Nous suivons avec délectation les pérégrinations incommodes de Daniel Mantovani. Dès les premiers pas sur son sol natal un incident prédit par un mauvais présage un séjour délicat. Tour à tour lors de cérémonies hommage ou conférence ennuyeuses et aux questions laborieuses venant du public, au grès des retrouvailles avec d’anciens copains dont les affinités ont disparu, un ancien amour et son nouvel homme extraverti, des admirateurs un peu collants ou virulents et une admiratrice qui n’a pas froid aux yeux ni ailleurs…Chaque étape semble enclenchée une étape suivante dans une succession implacable de situations malaisantes pour le prodige du pays qu’on ne cesse de solliciter et n’étant nullement traité comme un prophète.
Les réalisateurs filment ce retour bien agité sans sarcasme et même bienveillance vis-à-vis de ces « gens du peuple » qui bousculent « l’élite » représenté par cet écrivain « traître » et transforme le récit en satire sociale. Plus le film avance plus la tonalité se fait sombre et la fable devient presque kafkaïenne jusqu’à la scène finale révélatrice de l’ensemble….
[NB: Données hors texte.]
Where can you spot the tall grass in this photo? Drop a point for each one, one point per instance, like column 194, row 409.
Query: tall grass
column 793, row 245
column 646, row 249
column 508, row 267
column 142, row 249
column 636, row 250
Ce grinçant portrait d’écrivain, bien écrit repose sur le jeu impeccable de Daniel Martinez (récompensée du Prix d’Interprétation masculine à la Mostra de Venise) presque de tous les plans qui déploie une palette de jeu assez jouissive pour accompagner cette caricature. Venez assister avec délectation au piège qui se referme sur ce Citoyen d’honneur. Féroce, intelligent, doux-amer et savoureux.